Febbraio 2021
Domenica scorsa siamo andati a Pfäffikon, ridente località a pochi chilometri da Zurigo che si affaccia sull’omonimo lago. A causa del Covid è vietato pronunciarne il nome, per evitare di ricoprire di sputi chiunque si trovi nel raggio di cinque metri.
Una volta parcheggiato, ci incamminiamo verso quel che resta del fortino di Irgenhausen, un castrum romano edificato tra il secondo e il terzo secolo dopo Cristo. Il cielo è terso (primo, secondo e terso, la scala di qualità del firmamento) e, sotto un caldo sole di fine inverno, iniziamo la nostra passeggiata. Lentamente. Quando veniamo superati da una coppia di mummie novantenni munite di bastone, capisco che stiamo procedendo troppo lentamente.
Giunti a destinazione, entriamo dentro le mura, dove c’è già un sacco di altra gente che sembra abbia avuto la stessa nostra idea. Maledette guide, turismo di massa e la verruca plantare che non mi dà tregua.
Al centro dell’antico castrum, nel posto più protetto, una griglia. Non so se la funzione principale del castrum fosse proteggere quella griglia, che sembra di fattura piuttosto moderna, ma se al posto dei romani ci fossero stati gli svizzeri, chissà.
I bambini, dopo aver mangiato qualcosa, incominciano a correre, saltare e scendere dalle mura, urlare, menarsi e dimenarsi. Devo ricordare a mia moglie di smettere di farcire i panini con la cocaina. Io mi siedo un momento e, per una famosa legge fisica che purtroppo, non avendo studiato abbastanza ai tempi del liceo, non ricordo né capisco, non riesco a spostare il mio baricentro di neanche mezzo centimetro.

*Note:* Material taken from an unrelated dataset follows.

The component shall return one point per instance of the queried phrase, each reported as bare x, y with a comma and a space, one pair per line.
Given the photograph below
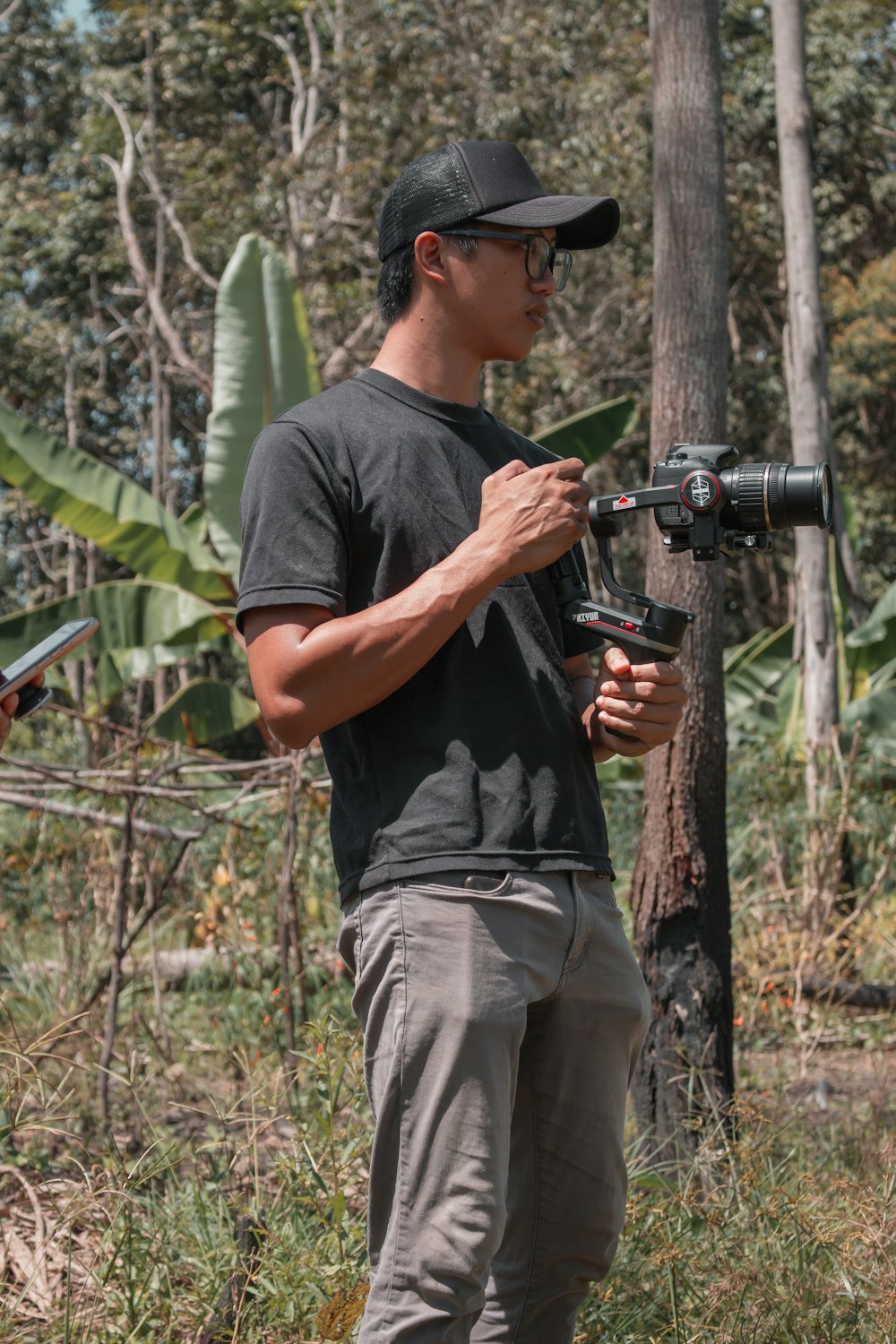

Mentre mi crogiolo al sole, cercando di sciogliermi come un pezzo di raclette, noto con la coda dell’occhio (che quando è felice, scodinzola) del movimento. Mi volto e, alla mia destra, scorgo due energumeni che percorrono il sentiero che porta dentro al castrum. Non credo siano umani. Sembrano dei menhir dotati di movimento. Anche le loro teste hanno qualcosa di poco umano, due palle da bowling appiccicate a dei colli taurini. Le facce, che non esprimono particolari doti intellettive, sembrano state disegnate con dei tratti miniaturizzati che poco si addicono all’enormità del tutto. Si siedono su una panchina, tirano fuori delle bibite e se ne stanno lì, a bere, in silenzio. Senza scambiarsi una parola.
Fino a quando D., con in mano dei rametti che usa come pistole, non si para davanti a loro e papapapapa, vi uccido tutti! Che fegato che ha, diavolo di un nanetto suicida. Uno dei due golem chiude il badile attaccato all’avambraccio e risponde al fuoco nemico, tatatatata. Mi alzo per portare via D. prima che lo griglino e ritorno a sedermi.
Passano pochi secondi e uno dei due titani produce un rutto così forte che la fiamma della griglia rischia di spegnersi. Si volta, guardandosi intorno, con quegli occhietti incastonati dentro a un ferro da stiro, per capire se qualcuno lo abbia per caso sentito. Anche io mi guardo intorno, per capire se ci sia qualcuno che NON lo abbia sentito. E mi spingo con lo sguardo lontano, giù, fino al paese, dove vedo del movimento, principalmente tellurico.
Alla fine la coppia di amici decide di proseguire il cammino e se ne va. Li vedo scomparire all’orizzonte, mentre con i loro testoni schermano il sole, riproducendo per pochi istanti un eclissi totale.
Chissà cosa accadrebbe se loro provassero a pronunciare il nome Pfäffikon?